D.  The following provision is added:

It is hereby understood and agreed that, notwithstanding anything in this policy to the contrary, with respect to such insurance as is afforded by this policy, the terms of this policy, as respects coverage for operations in the State of New York, must conform to the coverage requirements of the applicable insurance laws of the State of New York or the applicable regulations of the New York Department of Financial Services; provided, however, that the company's limits of insurance, as stated in this policy, are excess of the limits of any underlying insurance or self-insurance, as stated in the Declarations, or in any attached endorsement."


We are currently arguing that this Endorsement, voluntarily added to the policy by the insurer, made the automatic renewal statute applicable to this policy. Since the Insurer did not send a Notice of Non-Renewal or even a Notice of Conditional Renewal, the policy was in effect at the time of the accident and the broker did nothing wrong.

CONCLUSION

The takeaway is that forms and endorsements are being added, one might even say “snuck into" policies, without any fanfare or notice to you.
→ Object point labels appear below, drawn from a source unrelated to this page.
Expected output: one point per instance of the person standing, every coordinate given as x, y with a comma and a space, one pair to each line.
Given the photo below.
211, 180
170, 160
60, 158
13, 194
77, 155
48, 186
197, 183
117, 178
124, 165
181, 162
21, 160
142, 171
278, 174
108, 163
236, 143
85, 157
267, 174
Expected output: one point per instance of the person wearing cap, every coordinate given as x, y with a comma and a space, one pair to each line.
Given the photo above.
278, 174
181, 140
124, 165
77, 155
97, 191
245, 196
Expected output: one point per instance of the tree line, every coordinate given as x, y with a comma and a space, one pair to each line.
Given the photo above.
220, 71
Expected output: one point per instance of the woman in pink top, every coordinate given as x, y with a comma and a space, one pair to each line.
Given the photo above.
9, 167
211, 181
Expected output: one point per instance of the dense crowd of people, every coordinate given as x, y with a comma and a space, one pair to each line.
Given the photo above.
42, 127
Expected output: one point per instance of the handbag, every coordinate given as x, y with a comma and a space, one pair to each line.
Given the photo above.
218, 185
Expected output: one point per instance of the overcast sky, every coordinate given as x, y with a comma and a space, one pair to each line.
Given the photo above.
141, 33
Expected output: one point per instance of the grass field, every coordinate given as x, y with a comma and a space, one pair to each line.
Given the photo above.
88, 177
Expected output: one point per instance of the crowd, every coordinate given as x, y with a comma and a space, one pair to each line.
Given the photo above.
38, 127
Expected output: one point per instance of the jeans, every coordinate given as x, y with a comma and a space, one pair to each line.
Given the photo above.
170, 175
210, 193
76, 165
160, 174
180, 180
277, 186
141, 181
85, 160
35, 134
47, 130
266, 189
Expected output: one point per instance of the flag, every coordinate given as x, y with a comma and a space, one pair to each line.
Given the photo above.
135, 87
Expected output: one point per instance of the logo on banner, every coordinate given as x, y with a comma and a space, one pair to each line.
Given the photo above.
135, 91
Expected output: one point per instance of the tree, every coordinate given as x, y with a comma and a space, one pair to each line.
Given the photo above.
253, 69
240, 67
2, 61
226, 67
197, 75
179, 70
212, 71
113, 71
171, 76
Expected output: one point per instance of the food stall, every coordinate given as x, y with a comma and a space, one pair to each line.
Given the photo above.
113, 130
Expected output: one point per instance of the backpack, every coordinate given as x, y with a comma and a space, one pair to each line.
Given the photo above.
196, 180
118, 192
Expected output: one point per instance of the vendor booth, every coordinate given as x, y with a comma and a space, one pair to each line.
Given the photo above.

Most are deleterious to your insureds, your future, and your potential for E&O exposure.

To end as we began, in the movie Dune, mentor Thufir Hawat tells the hero, Paul Atreides this: “Now, remember, the first step in avoiding a trap - is knowing of its existence". Endorsements that seem innocuous but that upend New York law are most certainly traps for you and your insureds. Know the policies you are procuring.


Submitted by:

Howard S. Kronberg, Esq.
Kaufman Dolowich, LLP





[1] Fitzpatrick v. American Honda Motor Co., 78 N.Y.2d 61, 63 (1991).